Chacun(e) le sait, la pastorale basque, principalement souletine jusqu’ici, représente la lutte éternelle du Bien et du Mal. Notions judéo-chrétiennes diront certain(e)s. Etant catholique, elles ne me gênent pas du tout. Mais si ce n’est qu’une question de vocabulaire, ça peut s’arranger. Spinoza distinguait les sentiments positifs et les sentiments négatifs. Freud parle d’Eros et de Thanatos, signifiant par là le conflit permanent des forces d’Amour et des forces de Mort en chacun(e) d’entre nous. Quelle que soit la terminologie employée, comment ne pas voir qu’il y a sur terre des couples de courants dominants qui s’affrontent, soit ouvertement, soit de façon plus sourde et dissimulée : capitalisme et socialisme, productivisme et science écologique, colonialisme et libération nationale, tyrannie (fasciste ou autre) et démocratie, racisme et universalisme, machisme et féminisme…et la liste n’est sans doute pas close…
D’origine religieuse et pour tout dire catholique, vouée d’abord au culte des saints, la pastorale s’est laïcisée depuis le milieu du XXe siècle, comme la société qui la fait vivre. Mais elle porte toujours en elle l’opposition binaire des grands courants que je viens d’évoquer et de ceux que j’oublie ou méconnais, elle les exprime à sa façon, en qualifiant les deux camps ennemis de “Chrétiens” et de “Turcs”.
Ces appellations traditionnelles sont aujourd’hui anachroniques, dépassées, obsolètes, donc à remplacer. En effet, elles remontent à l’époque où l’immense empire turc ottoman menaçait l’Europe chrétienne. Cette époque est bien révolue, car ledit empire fut aboli en 1919, à l’issue de la première guerre mondiale qui se termina par sa défaite, en même temps que celle de ses alliés allemands et austro-hongrois. Certes le sentiment antiturc subsista chez nous entre les deux guerres mondiales, étant donné que nos grands-pères venaient de combattre contre cet empire, surtout en 1915 au détroit des Dardanelles, lors du malheureux débarquement franco-britannique qui dut rebrousser chemin après des mois de combats épuisants et inefficaces.
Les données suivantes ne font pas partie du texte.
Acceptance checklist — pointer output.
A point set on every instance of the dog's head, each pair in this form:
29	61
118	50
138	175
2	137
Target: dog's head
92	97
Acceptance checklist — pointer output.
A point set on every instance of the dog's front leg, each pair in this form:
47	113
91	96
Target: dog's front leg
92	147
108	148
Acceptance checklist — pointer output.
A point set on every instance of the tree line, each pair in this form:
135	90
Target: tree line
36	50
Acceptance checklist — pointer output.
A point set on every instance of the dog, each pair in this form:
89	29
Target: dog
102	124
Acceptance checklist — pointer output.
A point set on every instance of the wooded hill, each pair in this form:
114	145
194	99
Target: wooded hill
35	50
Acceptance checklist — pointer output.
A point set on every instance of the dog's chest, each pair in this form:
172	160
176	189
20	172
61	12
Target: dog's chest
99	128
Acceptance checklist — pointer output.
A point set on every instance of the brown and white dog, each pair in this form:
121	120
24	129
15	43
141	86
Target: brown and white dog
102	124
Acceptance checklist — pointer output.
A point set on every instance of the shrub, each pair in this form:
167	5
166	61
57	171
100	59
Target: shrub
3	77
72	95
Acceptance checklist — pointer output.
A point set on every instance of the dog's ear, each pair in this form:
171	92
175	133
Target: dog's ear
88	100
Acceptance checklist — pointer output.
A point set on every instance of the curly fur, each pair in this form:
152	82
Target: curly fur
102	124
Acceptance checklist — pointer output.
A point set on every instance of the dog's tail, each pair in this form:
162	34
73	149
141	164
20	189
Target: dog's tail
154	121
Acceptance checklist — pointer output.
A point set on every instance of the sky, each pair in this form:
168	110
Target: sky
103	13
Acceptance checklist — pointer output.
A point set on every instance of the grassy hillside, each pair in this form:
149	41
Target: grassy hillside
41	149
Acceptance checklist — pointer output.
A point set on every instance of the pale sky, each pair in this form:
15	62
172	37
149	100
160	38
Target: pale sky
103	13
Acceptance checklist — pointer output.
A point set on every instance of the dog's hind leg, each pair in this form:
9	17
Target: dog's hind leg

Dans la pastorale actuelle,
les appellations traditionnelles de “chrétiens” et de “turcs”
sont anachroniques, dépassées, obsolètes,
donc à remplacer.
Mais après la seconde guerre mondiale, où la Turquie devenue république était restée neutre, ces histoires de “Turcs” et de “Chrétiens” ne disaient plus rien au public de la pastorale, et celle-ci peinait à retrouver son dynamisme d’antan. Heureusement à partir de 1953 Etxahun-Iruri lui donna un nouveau souffle en introduisant des héros basques dans ce théâtre qui les avait jusque là ignorés. Depuis lors il oppose entre eux des chrétiens ou ex-chrétiens dans des combats qui, sauf exception, n’ont plus rien de religieux.
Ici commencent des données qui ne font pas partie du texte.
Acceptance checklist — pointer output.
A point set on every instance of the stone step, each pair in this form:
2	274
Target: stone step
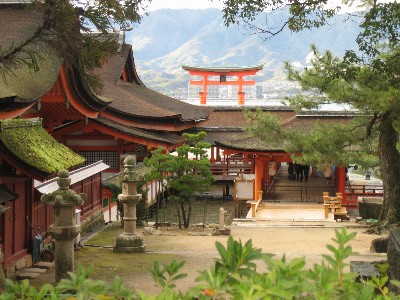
44	265
28	275
36	270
Quant à l’Europe, est-elle encore chrétienne ? En tout cas la France et l’Espagne ne le sont plus guère, et le Pays Basque, hier si fidèle, tourne largement le dos à la religion de ses parents et grands-parents. Il est temps de dire les réalités d’aujourd’hui avec les mots d’aujourd’hui !
Pour ma part en tout cas, j’élimine désormais de mon vocabulaire les appellations de “Chrétiens” et de “Turcs” qui ne correspondent plus aux conflits représentés par ce théâtre, et je conseille à chacun(e) d’en faire autant. Par quels termes génériques les remplacer ? Les Bons et les Méchants ? Ces qualificatifs me paraissent trop moralisants, et surtout subjectifs, car chacun(e) tend naturellement à se considérer comme meilleur(e) que les autres, tandis que l’adversaire serait forcément poussé par des intentions mauvaises. Quant à parler de Camp Positif et de Camp Négatif, ça me paraît bien abstrait. Dès lors, à mon avis, le plus simple, le plus évident, le plus pratique, est de désigner les deux camps opposés par la couleur dominante ou en tout cas marquante de leur tenue : d’une part les Bleus, de l’autre les Rouges, sortant respectivement de la porte azurée sur la gauche du public et de la porte ardente sur la droite du public. Du même coup les “dames turques” deviendraient les “dames rouges”, ouvrant la porte à l’émergence éventuelle des “dames bleues”. En 2021, dans la pastorale Abdelkader, le fameux émir dirigera le camp bleu, car il était chez lui, luttant pour son pays, sa foi, sa loi, contre nous, envahisseurs et conquérants en pantalons rouges.
Egun on,
Nere ustez urdin/gorri deitzearen proposamenak bere mugak ditu, eta pertsonalki espero dut ez dela usaietan sartuko.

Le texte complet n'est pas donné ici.